What about your small trucks? Are you already experimenting with them?

“Yes, we are really the frontrunners in the electrification of this segment, and we are in a continuous dialogue with our clients that are using them. We had done a test with the Polish Post with a 12-tonne truck, and with other companies with trucks up to 3,5 tonnes. We also offer small garbage trucks, which is a great concept for electric mobility. They are high polluters, and the distances they cover are not so big, so they are perfect for making electric. The price of the electric version is still higher, but we have solutions for that, and we are trying to convince clients to at least start tests with the electrification of their commercial vehicles.”


And finally, what can you tell us about Covid-19 and how you are handling the situation at your office?
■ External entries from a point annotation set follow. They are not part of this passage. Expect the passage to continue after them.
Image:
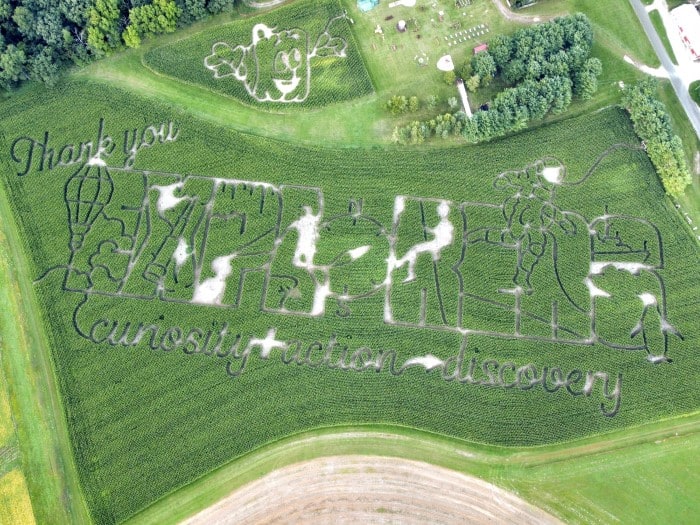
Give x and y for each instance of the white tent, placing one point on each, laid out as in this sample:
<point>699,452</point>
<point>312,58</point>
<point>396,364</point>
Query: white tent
<point>687,18</point>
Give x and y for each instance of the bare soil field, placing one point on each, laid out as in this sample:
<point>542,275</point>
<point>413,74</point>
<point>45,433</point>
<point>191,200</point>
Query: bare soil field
<point>369,489</point>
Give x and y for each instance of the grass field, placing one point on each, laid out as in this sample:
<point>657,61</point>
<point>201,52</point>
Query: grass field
<point>116,446</point>
<point>14,500</point>
<point>661,31</point>
<point>248,277</point>
<point>559,479</point>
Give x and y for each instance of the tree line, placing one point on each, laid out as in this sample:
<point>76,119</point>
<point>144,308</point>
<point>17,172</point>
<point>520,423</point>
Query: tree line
<point>39,38</point>
<point>543,67</point>
<point>653,126</point>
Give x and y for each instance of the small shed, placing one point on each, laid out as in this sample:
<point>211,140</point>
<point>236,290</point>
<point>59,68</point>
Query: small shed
<point>482,47</point>
<point>366,5</point>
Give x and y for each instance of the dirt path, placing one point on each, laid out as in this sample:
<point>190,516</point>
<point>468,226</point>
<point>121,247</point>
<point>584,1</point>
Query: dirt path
<point>369,489</point>
<point>513,17</point>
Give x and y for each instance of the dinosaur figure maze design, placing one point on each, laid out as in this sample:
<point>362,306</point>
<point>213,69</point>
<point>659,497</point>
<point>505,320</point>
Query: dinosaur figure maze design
<point>198,240</point>
<point>276,65</point>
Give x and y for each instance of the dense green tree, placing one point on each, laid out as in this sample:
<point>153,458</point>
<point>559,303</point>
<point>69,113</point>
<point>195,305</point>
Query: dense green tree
<point>473,83</point>
<point>12,65</point>
<point>653,125</point>
<point>484,65</point>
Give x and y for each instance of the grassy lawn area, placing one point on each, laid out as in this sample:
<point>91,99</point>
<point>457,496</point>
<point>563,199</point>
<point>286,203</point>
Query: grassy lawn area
<point>15,505</point>
<point>661,31</point>
<point>41,435</point>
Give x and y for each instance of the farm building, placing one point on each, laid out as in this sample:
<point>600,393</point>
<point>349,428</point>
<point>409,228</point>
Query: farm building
<point>366,5</point>
<point>687,18</point>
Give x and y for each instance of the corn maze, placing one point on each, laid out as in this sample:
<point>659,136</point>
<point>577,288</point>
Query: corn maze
<point>207,292</point>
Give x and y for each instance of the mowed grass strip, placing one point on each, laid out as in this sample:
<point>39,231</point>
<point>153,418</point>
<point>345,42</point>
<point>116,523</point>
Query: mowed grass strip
<point>15,505</point>
<point>655,17</point>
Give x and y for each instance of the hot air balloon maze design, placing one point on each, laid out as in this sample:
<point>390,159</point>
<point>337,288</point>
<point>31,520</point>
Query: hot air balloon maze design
<point>86,194</point>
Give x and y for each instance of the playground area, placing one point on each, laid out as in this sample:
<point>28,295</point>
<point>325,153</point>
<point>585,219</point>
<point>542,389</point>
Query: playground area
<point>403,40</point>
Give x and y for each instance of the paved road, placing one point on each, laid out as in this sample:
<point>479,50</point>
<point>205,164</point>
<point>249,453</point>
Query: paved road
<point>681,88</point>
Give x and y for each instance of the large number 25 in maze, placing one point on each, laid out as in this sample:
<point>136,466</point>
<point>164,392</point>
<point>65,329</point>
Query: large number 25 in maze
<point>497,269</point>
<point>213,241</point>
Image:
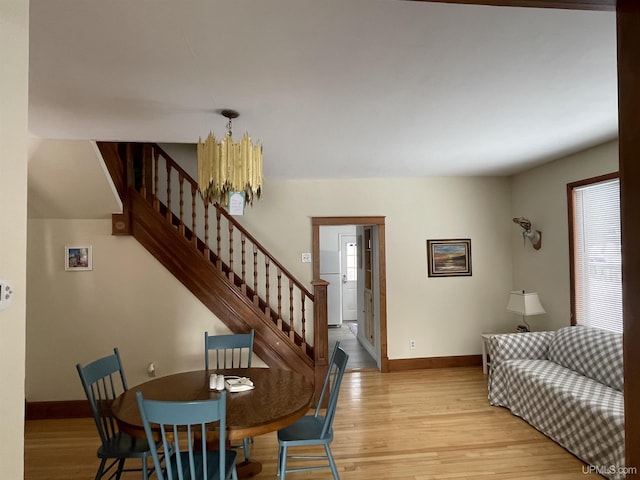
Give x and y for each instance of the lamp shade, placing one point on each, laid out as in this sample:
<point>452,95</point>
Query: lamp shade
<point>525,304</point>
“This is obviously having a big impact on what we do. We have divided the team into two groups and each week one of those groups has home office. At the beginning of each week, before they start work, all our employees are given a Covid test, which is extremely important in order to keep the virus from affecting our operations. When they test negative, they can start their work for the week. And then the week after, team B goes through the same procedure. We have plexiglass everywhere in the office, and also directions for walking, gloves, hand sanitiser machines and open windows. So we have really put all necessary measures in place. It is also a good feeling for our employees that they know all their work colleagues have been tested, and that they are negative. Unfortunately, we have had 3 employees who tested positive, but we detected that before they entered the office area, so they were isolated and put into quarantine before they could infect their colleagues. The idea for this testing came from the Netherlands-Polish Chamber of Commerce, who arranged it during the visit to The Warsaw HUB tower and the UNIT. When I saw that initiative, I thought it was a very good idea. If we hadn’t seen it there, I would probably never have thought it was possible to test everybody so often. When it comes to salaries, we have kept them at the same level as before the Covid outbreak. Many companies have cut salaries and working time, but nothing like that has happened here. We are well aware that our employees have their own obligations with mortgages and families, so we also say we will not reduce salaries. Everybody gets their normal salary, with normal bonuses, just like in a normal situation. That is also a benefit of being part of a strong group. We can afford to do these things, and it shows that we take care of our employees.”